| name | keep-it-simple |
| description | Use when implementing a feature or fix and tempted to add abstraction, configuration, options, or flexibility beyond what was actually asked for. Makes the agent write the minimum code that solves the real problem, instead of speculative complexity built for imagined future needs. |
Keep It Simple
Write the minimum code that solves the actual problem. Speculative complexity is a cost you pay now for a future that usually never arrives.
Defaults
- Don't build for requirements you don't have. No config options, plugin systems, or "flexibility" nobody asked for. Solve today's problem; generalize later if a second case actually shows up.
- No abstraction for single use. Don't extract an interface, a base class, or a factory for something used once. Two concrete cases earn an abstraction; one does not.
- Don't handle impossible cases. Validate real inputs; don't write error handling for states that can't occur in this code path.
- Prefer the boring solution. A plain function beats a clever pattern when both work. Clever is a tax every future reader pays.
The test
Before adding a layer, ask:
Would a senior engineer look at this and say it's overcomplicated?
If yes, delete the cleverness and write the direct version.

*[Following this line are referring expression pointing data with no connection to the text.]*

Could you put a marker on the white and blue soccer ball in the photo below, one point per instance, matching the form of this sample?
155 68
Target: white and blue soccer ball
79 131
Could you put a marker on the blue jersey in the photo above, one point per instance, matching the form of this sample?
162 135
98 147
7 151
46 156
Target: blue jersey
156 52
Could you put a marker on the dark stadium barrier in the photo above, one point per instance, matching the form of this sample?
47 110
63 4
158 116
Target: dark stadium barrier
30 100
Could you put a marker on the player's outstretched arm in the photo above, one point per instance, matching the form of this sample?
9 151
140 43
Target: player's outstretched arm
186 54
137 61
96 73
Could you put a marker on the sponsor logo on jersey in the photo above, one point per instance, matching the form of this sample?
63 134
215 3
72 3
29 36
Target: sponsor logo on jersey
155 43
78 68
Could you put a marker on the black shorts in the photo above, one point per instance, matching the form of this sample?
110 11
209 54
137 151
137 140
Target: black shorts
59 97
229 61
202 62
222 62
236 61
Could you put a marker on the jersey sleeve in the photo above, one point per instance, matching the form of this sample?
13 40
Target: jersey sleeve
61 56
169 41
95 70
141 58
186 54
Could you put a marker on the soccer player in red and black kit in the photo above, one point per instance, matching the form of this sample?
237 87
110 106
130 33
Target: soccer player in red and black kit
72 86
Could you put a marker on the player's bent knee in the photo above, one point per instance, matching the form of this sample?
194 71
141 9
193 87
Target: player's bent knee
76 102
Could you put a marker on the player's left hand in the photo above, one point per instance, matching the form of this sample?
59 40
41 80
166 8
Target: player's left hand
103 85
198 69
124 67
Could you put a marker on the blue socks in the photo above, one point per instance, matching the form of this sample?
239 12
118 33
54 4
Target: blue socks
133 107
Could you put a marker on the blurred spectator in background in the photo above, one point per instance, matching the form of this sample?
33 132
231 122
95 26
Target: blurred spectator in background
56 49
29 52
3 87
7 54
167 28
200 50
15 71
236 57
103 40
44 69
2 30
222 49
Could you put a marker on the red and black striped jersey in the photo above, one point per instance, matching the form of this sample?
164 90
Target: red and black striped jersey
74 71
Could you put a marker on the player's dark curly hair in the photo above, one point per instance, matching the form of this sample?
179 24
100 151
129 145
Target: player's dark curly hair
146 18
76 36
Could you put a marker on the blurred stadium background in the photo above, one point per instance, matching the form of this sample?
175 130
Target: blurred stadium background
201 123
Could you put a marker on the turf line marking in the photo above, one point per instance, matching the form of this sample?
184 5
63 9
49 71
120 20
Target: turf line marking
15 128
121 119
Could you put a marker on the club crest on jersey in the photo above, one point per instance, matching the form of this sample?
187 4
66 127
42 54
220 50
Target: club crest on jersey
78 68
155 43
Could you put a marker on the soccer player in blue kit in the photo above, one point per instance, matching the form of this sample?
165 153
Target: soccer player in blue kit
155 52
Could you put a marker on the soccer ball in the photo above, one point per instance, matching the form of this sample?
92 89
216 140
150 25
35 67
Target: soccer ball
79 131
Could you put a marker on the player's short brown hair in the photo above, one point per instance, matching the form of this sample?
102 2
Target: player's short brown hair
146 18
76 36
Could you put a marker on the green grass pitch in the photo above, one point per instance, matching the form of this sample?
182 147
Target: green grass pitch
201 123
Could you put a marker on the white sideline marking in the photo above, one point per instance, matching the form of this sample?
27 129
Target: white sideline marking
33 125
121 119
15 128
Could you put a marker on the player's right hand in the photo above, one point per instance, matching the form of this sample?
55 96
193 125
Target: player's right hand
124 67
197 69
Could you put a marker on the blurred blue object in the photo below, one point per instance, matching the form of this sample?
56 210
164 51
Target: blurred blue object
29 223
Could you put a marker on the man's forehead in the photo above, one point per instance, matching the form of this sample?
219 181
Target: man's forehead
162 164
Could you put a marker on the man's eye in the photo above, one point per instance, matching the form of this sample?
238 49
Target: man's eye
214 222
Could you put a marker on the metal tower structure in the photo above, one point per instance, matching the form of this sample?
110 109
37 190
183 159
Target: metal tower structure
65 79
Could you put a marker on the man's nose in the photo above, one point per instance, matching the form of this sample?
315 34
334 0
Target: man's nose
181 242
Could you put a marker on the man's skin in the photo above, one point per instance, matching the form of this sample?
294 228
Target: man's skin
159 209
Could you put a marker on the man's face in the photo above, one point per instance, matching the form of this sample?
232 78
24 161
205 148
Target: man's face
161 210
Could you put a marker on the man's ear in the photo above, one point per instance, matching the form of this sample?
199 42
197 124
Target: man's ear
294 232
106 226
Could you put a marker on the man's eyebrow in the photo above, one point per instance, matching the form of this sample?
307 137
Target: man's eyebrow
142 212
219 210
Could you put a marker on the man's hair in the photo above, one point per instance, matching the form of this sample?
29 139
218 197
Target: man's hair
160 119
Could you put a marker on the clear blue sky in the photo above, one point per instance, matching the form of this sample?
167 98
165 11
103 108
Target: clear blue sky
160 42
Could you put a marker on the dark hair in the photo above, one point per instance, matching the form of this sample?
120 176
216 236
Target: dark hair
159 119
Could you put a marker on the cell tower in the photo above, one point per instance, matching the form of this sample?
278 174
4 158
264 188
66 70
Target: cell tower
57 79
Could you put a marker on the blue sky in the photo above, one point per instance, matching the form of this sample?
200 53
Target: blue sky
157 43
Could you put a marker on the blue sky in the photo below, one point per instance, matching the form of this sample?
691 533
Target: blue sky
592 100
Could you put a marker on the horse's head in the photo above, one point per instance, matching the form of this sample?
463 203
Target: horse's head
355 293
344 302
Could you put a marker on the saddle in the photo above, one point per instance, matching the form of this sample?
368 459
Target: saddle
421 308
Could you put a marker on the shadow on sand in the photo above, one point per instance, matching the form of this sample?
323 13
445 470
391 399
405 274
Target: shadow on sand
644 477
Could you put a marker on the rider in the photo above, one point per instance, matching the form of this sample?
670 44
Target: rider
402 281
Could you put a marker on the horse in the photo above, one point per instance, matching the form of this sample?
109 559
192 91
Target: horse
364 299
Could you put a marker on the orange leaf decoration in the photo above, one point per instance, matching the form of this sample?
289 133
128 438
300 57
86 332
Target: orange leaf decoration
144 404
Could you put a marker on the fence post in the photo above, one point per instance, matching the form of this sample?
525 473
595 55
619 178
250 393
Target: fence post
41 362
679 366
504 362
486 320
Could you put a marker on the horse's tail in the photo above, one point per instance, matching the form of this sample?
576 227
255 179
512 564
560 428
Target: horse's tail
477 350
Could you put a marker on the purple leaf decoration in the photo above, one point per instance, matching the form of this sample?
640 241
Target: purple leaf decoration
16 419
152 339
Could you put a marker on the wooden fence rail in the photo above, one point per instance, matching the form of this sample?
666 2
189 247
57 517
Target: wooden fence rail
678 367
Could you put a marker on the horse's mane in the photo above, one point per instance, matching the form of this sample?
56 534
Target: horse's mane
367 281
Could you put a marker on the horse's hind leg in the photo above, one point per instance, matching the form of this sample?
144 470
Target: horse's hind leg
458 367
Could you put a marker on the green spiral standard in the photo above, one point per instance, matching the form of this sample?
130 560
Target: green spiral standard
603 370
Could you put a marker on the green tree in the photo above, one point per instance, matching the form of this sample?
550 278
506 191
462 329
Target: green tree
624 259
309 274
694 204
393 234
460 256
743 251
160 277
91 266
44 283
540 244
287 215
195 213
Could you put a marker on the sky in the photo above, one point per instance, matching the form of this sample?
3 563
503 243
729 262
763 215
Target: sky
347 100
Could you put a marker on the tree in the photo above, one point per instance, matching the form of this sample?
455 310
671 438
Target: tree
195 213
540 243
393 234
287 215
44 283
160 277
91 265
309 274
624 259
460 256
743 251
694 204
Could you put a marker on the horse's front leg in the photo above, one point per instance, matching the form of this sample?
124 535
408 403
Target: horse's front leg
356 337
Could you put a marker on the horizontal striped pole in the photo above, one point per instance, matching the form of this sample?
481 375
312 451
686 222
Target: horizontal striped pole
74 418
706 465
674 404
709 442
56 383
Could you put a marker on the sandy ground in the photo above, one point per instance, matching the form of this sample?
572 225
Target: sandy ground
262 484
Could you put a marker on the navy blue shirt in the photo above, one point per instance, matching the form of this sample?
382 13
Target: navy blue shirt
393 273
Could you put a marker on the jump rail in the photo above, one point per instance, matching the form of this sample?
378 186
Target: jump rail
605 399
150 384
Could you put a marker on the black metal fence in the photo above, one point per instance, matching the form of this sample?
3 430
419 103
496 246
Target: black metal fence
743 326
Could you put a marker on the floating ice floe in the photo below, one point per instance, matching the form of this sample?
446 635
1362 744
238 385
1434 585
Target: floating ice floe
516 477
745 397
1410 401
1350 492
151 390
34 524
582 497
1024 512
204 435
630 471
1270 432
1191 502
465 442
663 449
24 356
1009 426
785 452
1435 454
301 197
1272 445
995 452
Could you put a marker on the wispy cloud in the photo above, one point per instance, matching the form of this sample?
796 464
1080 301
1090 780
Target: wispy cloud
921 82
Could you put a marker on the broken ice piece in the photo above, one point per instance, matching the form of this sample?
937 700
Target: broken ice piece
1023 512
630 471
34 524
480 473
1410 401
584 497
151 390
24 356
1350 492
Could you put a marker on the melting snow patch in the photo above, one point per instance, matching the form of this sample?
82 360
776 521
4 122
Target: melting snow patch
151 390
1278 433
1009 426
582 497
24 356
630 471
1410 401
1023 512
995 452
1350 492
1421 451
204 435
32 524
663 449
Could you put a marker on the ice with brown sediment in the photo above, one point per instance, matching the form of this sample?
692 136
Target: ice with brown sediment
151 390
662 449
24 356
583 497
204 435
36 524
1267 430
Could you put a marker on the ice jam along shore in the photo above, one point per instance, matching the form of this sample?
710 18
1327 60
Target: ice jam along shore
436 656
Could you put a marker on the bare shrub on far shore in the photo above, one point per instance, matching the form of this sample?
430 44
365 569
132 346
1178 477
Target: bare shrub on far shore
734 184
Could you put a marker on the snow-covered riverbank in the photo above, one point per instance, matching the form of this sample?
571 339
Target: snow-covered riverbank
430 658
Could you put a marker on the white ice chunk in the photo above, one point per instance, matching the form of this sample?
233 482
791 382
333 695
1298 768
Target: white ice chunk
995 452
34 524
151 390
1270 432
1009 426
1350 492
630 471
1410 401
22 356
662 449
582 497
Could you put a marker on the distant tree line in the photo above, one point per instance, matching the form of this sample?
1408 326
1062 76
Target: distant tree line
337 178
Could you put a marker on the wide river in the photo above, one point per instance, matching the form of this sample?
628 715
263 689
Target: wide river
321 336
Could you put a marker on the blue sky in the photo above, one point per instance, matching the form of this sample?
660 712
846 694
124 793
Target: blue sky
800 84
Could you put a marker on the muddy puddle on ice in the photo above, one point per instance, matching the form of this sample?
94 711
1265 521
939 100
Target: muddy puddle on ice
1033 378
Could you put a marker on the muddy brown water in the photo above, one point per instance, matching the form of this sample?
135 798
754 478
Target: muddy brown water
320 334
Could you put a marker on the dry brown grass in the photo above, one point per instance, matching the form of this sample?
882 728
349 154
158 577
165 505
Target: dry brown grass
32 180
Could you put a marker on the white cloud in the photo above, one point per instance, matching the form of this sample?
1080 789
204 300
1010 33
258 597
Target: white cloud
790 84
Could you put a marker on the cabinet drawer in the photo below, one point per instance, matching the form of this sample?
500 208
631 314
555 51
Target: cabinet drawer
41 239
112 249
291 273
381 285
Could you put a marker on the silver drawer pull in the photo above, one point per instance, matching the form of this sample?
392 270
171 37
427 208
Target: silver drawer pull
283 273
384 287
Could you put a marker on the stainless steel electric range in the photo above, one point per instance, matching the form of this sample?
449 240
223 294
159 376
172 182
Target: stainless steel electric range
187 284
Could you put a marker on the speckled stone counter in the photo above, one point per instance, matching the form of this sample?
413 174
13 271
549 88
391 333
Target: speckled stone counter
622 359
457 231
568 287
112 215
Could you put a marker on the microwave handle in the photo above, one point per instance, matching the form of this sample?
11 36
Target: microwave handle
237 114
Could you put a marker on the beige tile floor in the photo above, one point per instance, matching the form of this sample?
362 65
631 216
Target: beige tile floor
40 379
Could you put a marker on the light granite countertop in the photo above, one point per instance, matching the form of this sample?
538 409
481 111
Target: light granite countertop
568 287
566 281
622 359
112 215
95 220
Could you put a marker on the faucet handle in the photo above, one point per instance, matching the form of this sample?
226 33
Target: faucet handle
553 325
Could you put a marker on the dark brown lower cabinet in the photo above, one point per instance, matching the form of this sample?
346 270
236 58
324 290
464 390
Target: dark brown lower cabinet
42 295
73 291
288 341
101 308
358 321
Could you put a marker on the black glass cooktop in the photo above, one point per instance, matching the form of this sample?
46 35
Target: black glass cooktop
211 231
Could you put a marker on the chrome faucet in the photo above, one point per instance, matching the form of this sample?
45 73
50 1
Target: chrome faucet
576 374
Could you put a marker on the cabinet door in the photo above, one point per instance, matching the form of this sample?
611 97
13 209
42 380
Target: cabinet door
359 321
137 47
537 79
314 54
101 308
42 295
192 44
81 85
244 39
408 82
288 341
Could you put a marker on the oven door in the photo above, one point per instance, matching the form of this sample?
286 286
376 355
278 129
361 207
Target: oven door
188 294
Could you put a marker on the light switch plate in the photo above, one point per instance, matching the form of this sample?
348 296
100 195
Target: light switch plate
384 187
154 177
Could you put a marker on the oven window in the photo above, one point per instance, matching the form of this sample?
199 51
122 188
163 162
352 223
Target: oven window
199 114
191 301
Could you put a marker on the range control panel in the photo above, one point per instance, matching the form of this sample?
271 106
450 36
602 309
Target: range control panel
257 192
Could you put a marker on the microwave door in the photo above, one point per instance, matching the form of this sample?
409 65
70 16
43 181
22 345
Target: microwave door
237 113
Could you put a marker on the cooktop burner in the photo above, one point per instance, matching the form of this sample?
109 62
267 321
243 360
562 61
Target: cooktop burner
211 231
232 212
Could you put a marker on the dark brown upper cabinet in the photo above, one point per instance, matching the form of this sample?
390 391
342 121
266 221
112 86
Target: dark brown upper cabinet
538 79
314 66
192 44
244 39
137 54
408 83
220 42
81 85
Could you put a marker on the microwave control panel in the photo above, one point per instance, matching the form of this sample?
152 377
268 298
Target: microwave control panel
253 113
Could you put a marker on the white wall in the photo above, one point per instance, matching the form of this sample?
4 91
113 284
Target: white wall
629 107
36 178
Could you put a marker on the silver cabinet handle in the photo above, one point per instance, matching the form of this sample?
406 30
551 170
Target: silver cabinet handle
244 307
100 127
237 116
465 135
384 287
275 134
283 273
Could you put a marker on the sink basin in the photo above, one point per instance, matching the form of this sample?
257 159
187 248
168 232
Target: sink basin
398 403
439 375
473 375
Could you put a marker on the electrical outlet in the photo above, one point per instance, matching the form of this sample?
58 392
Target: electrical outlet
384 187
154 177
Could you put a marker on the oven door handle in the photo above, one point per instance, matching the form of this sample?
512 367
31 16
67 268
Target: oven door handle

When complexity IS warranted
Real, present requirements justify real structure — genuine duplication, a known second use case, an actual extensibility need someone asked for. The rule isn't "never abstract." It's "don't abstract speculatively." Earn each layer with a concrete reason.
Why this matters
Every speculative abstraction is code to read, test, debug, and maintain — in exchange for flexibility you may never use. The simplest version that works is almost always the right one, and it's far easier to add structure later than to remove it.